Se um médico decidir, em consulta com os pais, não operar um bebé com síndrome de Down e obstrução intestinal (deixando-o, assim, morrer), a sua motivação será semelhante à do médico que lhe dá uma injecção letal em vez de deixar o bebé morrer. Em nenhum dos casos é necessário qualquer heroísmo moral. Não operar porá fim à vida com tanta certeza como uma injecção letal. Deixar morrer tem, de facto, uma vítima identificável. (…) As diferenças extrínsecas que normalmente demarcam a morte provocada do deixar morrer explicam o facto por que razão, normalmente, achamos que matar é bem pior que deixar morrer.

P. 317 (Ética e Lei)

Temos alguma obrigação moral de obedecer à lei quando a lei protege e sanciona coisas que achamos totalmente erradas?

Filósofo Robert Paul Wolff: “A marca definidora do Estado é a autoridade, o direito de governar. A primeira obrigação do homem é a autonomia, a recusa em ser governado. Poderia parecer, então, que não há solução para o conflito entre a autonomia do indivíduo e a suposta autoridade do Estado.

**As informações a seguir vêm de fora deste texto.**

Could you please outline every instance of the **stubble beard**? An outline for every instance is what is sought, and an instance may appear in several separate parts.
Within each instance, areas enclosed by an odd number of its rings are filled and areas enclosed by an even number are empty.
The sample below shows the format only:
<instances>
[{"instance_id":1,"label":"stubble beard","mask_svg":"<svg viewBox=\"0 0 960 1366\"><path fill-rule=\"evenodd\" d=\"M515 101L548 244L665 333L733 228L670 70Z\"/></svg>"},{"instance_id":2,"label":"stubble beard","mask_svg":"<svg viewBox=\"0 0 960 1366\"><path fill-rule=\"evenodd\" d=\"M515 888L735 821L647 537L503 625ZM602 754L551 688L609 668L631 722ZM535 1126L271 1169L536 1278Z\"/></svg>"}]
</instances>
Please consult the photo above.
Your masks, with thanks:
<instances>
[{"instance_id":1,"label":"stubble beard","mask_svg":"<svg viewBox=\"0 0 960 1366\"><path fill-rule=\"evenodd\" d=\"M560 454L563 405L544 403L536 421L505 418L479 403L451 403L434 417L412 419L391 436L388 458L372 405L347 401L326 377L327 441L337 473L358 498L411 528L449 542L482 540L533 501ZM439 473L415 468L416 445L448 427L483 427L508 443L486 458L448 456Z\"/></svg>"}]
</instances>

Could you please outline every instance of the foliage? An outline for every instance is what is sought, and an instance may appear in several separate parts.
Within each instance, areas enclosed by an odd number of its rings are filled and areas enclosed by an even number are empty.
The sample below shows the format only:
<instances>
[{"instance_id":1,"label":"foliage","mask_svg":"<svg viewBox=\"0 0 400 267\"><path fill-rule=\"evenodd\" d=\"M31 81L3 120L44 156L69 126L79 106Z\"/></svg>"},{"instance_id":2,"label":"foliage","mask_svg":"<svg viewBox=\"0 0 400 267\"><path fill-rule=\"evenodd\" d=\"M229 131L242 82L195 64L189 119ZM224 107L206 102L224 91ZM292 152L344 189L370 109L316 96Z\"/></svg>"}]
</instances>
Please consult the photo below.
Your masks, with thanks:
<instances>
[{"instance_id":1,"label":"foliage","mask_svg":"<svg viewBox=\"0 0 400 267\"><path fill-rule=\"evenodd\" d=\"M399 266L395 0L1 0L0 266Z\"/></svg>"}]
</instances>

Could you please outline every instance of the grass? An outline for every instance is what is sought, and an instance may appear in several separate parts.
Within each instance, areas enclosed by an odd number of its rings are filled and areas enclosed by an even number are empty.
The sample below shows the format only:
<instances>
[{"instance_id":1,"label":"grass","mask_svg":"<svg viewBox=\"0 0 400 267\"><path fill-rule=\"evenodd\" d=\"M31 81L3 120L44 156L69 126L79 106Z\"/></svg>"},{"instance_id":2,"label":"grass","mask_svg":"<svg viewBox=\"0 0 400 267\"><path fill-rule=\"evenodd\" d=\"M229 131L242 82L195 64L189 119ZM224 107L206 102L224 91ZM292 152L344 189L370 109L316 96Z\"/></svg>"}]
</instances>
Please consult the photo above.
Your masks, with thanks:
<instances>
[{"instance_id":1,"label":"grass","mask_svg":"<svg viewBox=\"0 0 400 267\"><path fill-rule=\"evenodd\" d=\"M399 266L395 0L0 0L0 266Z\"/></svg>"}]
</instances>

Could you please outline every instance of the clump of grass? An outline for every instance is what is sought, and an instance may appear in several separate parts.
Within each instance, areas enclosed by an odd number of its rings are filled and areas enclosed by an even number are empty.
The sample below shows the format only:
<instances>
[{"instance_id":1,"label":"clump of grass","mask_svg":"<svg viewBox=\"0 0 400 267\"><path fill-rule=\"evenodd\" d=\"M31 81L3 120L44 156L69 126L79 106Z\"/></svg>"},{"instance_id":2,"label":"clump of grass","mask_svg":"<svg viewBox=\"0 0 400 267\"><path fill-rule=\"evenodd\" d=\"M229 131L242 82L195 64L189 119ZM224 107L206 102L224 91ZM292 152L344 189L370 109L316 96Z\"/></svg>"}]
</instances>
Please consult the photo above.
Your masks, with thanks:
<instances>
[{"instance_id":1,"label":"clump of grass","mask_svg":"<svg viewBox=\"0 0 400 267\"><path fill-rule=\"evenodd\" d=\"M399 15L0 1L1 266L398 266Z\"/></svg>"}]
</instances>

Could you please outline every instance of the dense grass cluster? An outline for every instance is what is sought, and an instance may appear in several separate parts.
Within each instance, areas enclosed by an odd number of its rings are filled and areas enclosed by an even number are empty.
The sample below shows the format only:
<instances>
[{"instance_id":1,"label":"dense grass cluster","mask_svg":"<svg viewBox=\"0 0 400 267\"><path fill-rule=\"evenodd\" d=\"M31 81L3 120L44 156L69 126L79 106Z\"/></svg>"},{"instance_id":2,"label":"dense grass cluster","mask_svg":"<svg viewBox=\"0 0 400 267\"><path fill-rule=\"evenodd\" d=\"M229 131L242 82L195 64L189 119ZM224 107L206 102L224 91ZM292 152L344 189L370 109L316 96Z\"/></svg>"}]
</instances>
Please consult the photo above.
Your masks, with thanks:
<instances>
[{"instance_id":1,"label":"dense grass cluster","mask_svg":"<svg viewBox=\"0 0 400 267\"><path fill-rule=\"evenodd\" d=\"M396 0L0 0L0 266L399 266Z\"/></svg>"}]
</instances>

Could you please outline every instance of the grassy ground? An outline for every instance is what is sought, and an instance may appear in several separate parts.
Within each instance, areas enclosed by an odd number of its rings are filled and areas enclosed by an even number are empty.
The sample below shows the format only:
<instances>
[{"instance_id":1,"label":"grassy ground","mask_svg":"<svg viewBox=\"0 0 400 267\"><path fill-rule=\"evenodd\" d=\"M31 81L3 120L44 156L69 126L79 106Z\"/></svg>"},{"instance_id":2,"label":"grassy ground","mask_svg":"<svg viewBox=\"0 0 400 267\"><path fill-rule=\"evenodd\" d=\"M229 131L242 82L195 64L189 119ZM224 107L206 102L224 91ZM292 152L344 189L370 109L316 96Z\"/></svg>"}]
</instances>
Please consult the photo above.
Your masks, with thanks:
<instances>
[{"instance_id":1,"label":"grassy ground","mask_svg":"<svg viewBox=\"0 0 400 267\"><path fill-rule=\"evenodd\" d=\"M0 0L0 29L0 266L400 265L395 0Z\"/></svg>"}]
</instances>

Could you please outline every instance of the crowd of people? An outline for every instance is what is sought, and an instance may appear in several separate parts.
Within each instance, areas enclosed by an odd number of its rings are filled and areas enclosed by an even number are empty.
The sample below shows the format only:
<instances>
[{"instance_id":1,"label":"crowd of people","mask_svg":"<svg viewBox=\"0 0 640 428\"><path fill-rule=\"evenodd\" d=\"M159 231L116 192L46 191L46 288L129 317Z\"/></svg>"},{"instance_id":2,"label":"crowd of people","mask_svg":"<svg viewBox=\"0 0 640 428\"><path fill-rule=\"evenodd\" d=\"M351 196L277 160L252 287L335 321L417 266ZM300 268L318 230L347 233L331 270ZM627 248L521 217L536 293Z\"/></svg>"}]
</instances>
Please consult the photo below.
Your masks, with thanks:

Enquanto o homem cumprir a sua obrigação de ser o autor das suas decisões resistirá à pretensão do Estado de ter autoridade sobre si.”

Henry Thoreau, Civil Disobedience, século XIX: “Terá o cidadão de entregar a sua consciência ao legislador, nem que seja por um só momento ou no grau mínimo? Para que terá então todo o homem uma consciência? Penso que devemos ser em primeiro lugar homens e só depois súbditos. Não é desejável cultivar o respeito pela lei nem pelo direito. A única obrigação que tenho o direito de assumir é a de fazer sempre aquilo que penso ser justo.”

Atenção: a ética requer imperativos racionais e universais.

P. 374

Qual é a importância moral da distinção entre provocar a morte de um paciente, retirando-lhe o tratamento necessário ao prolongamento da vida, e provocá-la por meio de uma intervenção activa?

P. 381

 
Voltaire: “não concordo com o que diz, mas defenderei até à morte o seu direito de dizê-lo”.